# A 56 Gb/s 6 mW 300 um<sup>2</sup> inverter-based CTLE for short-reach PAM2 applications in 16 nm CMOS

Kevin Zheng\*, Yohan Frans†, Ken Chang†, Boris Murmann\*
\*Department of Electrical Engineering, Stanford University, CA USA
†Xilinx Inc. San Jose, CA USA

Abstract— A 56 Gb/s inverter-based continuous time linear equalizer (CTLE) in 16 nm FinFET CMOS is presented. The inverters are biased with a regulated ground supply, using a ring oscillator based feedback loop that stabilizes the inverters' unity gain frequency  $f_u$  and thus tracks PVT variations. The CTLE core measures only 20 um x 15 um and consumes 6 mW. Using the CTLE as the only means of RX equalization, the transceiver achieves 31% UI margin at BER of 1e-12 for a channel with 8 dB loss at 28 GHz.

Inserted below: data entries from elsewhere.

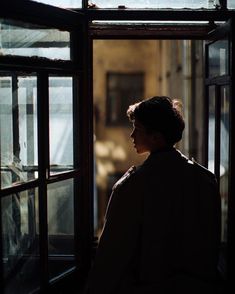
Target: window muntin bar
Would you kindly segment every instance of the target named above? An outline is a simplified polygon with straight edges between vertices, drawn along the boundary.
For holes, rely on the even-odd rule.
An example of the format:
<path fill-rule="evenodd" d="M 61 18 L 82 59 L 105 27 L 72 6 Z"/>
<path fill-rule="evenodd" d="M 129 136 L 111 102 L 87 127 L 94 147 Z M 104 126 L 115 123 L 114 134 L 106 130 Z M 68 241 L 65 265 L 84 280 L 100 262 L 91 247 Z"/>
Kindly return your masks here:
<path fill-rule="evenodd" d="M 49 77 L 50 175 L 74 166 L 72 86 L 72 77 Z"/>
<path fill-rule="evenodd" d="M 48 265 L 55 278 L 75 265 L 73 179 L 48 185 Z"/>
<path fill-rule="evenodd" d="M 70 32 L 0 19 L 0 55 L 70 60 Z"/>
<path fill-rule="evenodd" d="M 207 25 L 209 24 L 208 21 L 153 21 L 153 20 L 93 20 L 92 24 L 95 25 Z"/>
<path fill-rule="evenodd" d="M 38 189 L 1 199 L 4 293 L 39 288 Z"/>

Keywords—CTLE; inverter; CMOS; short reach; ring oscillator; ground regulation; LDO

### I. Introduction

Recent standards, such as CEI-56G-XSR-NRZ, drive the demand for short-reach, high speed wireline interfaces for dieto-die and chip-to-chip links with short PCB traces (see Fig. 1). As a result of the short trace, impedance discontinuities have a relatively small impact on the channel, as seen by the smooth S21 roll-off and pulse response. This type of channel can be equalized effectively using only a continuous-time linear equalizer (CTLE) at the receiver side. Despite these relaxed requirements and low channel loss (<10 dB), it is still challenging to implement the CTLE due to the high bandwidth requirements.

A conventional CML-style CTLE uses an RC source degeneration network to realize low frequency de-emphasis and high frequency peaking (see Fig. 2). Shunt inductors or T-coils are needed to meet the bandwidth specifications and result in a large area overhead, which is a significant issue given today's stringent I/O density requirements. Recent work on inverter-based equalizers [1] has shown potential for area reduction while maintaining low power. However, the work



Fig. 1. Short-reach link application block diagram with channel responses.

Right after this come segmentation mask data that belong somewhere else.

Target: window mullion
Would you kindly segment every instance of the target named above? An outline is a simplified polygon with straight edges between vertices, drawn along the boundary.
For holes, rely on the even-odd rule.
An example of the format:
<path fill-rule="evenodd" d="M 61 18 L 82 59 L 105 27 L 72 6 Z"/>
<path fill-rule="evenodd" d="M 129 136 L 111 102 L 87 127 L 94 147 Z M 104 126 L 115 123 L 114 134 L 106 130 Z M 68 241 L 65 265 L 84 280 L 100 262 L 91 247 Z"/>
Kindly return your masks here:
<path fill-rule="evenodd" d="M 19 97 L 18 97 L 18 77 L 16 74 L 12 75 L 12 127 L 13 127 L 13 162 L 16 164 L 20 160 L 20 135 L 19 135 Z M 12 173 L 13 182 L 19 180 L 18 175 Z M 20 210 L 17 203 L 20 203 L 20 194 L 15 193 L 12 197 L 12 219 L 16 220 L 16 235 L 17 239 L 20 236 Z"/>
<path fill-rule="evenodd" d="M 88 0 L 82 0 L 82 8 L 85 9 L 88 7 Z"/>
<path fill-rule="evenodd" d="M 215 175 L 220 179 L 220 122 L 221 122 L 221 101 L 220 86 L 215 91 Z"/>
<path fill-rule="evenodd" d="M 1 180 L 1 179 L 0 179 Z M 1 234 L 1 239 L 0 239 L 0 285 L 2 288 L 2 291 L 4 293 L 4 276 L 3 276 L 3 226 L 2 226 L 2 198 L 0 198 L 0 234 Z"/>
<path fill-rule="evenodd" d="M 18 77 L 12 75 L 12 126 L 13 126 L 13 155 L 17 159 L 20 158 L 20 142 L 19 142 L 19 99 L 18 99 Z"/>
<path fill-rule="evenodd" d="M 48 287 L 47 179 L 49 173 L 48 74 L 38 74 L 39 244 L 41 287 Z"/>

of [1] does not address the issue of process-voltage-temperature (PVT) variation.

This paper presents a PVT-hardened, inductor-less, inverter-based, single-stage CTLE optimized for short-reach PAM2 applications. Using inverters as transconductors, resistive loads, and active inductors, the CTLE core measures only  $20~\mu m \times 15~\mu m$  (13X smaller than a typical CML CTLE) and consumes 6 mW. The inverters are operated with an LDO-regulated ground supply, utilizing a ring oscillator based feedback loop to track and absorb PVT variations.



Fig. 2. Conventional CTLE schematic and small signal model.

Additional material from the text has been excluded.